Two poignant military ceremonies took place at Stoke Rochford on Sunday.
The centenary of the death of Lieutenant Christopher Randolph Turnor at the Battle of Ypres was marked with the unveiling of a memorial stone in the grounds of Stoke Rochford Hall.
And a new memorial was dedicated to members of the 2nd Battalion the Parachute Regiment in the parish church of St Andrew and St Mary.
Stoke Rochford Hall, now a hotel and conference centre, is the birthplace of Lieut Turnor and later, during World War Two, was Battalion HQ for the 2nd Parachute Battalion.
It was in the library of the hall that the Battalion planned its part in the Battle of Arnhem, one of the major engagements of the war in Europe 70 years ago.
The tribute to Lieut Turnor was dedicated by parish priest the Rev Eric Lomax and unveiled by Mrs Rosemary McCorquodale (nee Turnor), the last member of the Turnor family and mother of Neil McCorquodale, the estate’s present owner.
Being an early casualty of Ypres, Lt Turnor, of the 10th Hussars, is buried in a small churchyard in Zandvoode and the memorial stone has been sourced from the estate to provide a lasting tribute to a brave soldier by his family.
The ceremony was attended by representatives from the Royal Hussars, The Royal British Legion, Army Benevolent Fund, mayor of Grantham Coun Ian Selby and piper Piper Bill James. Army Cadets have prepared a garden in front of the memorial.
The new 2nd Battalion memorial was unveiled by General Sir Geoffrey Howlett during a service led by the Rev David Cooper, chaplain of the Parachute 2 Club, which holds its annual meeting, dinner and memorial service at Stoke Rochford at this time each year.

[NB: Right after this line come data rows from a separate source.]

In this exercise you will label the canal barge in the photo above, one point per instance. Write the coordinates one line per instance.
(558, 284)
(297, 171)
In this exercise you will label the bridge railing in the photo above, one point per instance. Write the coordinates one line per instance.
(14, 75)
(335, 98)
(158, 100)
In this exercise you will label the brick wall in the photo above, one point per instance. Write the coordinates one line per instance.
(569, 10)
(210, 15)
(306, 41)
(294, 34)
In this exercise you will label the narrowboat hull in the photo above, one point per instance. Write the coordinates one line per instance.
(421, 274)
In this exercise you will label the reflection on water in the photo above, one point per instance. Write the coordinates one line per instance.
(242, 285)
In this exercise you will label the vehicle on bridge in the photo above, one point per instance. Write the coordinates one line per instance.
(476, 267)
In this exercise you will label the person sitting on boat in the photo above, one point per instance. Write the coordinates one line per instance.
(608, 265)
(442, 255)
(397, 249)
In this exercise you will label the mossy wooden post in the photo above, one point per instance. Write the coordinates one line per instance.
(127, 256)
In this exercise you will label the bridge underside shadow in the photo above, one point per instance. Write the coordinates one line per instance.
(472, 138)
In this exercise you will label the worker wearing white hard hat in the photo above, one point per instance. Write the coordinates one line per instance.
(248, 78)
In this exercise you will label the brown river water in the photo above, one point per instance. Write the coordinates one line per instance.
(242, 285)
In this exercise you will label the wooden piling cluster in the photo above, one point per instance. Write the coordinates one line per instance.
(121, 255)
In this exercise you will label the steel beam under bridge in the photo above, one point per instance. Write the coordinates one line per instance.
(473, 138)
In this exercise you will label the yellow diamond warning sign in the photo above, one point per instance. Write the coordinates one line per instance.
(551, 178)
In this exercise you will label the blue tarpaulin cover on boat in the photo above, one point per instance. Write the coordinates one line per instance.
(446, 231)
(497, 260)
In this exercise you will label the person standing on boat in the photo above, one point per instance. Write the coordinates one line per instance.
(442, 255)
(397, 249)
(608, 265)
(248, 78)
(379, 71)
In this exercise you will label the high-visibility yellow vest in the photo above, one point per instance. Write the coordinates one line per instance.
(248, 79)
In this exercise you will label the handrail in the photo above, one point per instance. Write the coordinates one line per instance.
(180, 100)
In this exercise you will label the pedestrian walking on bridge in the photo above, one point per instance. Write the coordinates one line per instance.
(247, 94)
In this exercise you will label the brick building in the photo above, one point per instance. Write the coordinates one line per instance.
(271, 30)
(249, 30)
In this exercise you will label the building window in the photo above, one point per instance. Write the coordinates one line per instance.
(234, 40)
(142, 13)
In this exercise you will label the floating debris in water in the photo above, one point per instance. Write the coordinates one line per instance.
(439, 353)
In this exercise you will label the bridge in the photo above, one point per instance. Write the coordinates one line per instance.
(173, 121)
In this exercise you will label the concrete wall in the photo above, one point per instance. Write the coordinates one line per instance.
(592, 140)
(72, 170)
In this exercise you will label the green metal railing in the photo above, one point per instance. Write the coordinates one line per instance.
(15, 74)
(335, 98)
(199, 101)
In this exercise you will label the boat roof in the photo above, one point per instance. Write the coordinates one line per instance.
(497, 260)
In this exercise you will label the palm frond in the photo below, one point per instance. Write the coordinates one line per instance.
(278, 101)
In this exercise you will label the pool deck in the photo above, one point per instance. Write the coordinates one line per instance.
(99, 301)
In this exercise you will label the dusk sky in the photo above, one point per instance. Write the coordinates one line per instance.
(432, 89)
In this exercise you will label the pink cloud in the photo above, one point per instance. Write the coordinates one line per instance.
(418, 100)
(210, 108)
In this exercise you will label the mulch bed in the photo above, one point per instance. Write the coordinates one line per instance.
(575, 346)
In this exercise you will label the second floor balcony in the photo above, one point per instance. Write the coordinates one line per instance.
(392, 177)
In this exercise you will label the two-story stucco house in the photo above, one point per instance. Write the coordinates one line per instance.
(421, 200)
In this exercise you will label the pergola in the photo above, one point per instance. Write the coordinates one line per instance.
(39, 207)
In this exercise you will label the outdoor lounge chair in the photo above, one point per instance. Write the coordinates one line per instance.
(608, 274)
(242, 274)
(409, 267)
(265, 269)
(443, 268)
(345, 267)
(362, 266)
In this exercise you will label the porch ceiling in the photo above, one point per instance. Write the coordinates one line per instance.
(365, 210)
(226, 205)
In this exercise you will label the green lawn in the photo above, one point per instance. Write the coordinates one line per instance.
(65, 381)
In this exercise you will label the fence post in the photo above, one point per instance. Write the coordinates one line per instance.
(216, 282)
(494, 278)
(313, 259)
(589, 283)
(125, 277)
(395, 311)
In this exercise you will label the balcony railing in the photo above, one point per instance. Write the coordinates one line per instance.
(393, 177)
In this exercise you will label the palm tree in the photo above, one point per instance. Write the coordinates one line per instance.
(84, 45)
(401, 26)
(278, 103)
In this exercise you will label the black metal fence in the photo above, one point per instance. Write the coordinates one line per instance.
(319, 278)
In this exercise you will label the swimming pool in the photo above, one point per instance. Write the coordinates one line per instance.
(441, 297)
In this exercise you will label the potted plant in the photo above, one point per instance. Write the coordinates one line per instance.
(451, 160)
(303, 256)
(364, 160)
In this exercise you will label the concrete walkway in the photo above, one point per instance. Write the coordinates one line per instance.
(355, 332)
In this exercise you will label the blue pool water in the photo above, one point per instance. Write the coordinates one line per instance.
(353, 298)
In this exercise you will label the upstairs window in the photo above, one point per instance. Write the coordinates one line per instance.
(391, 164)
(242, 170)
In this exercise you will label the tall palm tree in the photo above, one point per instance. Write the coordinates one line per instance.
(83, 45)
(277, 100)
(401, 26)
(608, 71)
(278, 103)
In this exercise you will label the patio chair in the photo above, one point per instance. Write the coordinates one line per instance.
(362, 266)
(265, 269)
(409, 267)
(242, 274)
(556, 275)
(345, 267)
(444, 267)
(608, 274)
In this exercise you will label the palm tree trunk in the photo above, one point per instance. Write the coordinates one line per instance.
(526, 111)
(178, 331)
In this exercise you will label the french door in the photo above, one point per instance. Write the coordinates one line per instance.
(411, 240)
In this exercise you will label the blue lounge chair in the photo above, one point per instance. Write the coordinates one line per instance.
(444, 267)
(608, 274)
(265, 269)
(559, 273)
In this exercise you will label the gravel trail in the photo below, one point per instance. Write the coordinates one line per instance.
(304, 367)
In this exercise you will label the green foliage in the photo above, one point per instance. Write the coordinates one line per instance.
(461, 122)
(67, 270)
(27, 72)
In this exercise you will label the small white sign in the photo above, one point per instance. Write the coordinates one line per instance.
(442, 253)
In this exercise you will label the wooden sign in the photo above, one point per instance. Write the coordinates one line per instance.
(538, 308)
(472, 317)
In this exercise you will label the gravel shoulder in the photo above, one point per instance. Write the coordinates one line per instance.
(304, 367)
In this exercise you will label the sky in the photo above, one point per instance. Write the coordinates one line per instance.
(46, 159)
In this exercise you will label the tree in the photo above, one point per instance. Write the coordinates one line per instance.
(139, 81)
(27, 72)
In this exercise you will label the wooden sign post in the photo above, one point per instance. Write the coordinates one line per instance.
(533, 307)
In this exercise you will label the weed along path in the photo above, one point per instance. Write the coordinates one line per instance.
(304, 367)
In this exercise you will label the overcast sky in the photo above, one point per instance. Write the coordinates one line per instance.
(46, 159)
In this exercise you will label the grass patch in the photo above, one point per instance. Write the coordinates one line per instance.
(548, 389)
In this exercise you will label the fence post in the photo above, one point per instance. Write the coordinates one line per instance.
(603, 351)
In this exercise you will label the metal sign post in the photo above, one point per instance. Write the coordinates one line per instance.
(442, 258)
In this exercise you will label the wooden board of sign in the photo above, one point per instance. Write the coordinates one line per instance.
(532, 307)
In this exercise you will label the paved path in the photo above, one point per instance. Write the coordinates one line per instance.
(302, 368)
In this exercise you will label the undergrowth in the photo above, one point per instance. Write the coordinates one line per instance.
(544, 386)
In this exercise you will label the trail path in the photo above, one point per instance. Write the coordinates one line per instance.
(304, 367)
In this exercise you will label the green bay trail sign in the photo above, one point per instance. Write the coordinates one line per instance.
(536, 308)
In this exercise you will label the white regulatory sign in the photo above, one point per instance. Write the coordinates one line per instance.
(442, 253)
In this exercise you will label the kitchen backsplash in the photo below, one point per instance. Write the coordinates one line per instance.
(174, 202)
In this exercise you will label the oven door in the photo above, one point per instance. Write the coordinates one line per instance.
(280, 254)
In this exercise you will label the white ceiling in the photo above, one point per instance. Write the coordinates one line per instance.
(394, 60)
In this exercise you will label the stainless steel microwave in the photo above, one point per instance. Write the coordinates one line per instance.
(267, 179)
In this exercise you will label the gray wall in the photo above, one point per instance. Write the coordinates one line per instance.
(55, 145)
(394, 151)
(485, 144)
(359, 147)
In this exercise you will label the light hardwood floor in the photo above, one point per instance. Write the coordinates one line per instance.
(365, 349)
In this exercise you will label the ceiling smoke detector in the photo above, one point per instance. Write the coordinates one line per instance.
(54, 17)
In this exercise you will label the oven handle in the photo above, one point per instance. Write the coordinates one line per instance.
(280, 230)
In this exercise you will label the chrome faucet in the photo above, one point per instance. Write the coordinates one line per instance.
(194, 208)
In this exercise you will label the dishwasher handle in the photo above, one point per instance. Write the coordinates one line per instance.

The new memorial is dedicated to those who lost their lives in campaign service since 1945 and is alongside several others in St Andrew and St Mary parish church, which is regarded as the spiritual home of 2 Para.
Coun Selby said of both ceremonies: “It was a very poignant and most emotional occasion. I felt honoured to be present at this meaningful occasion”.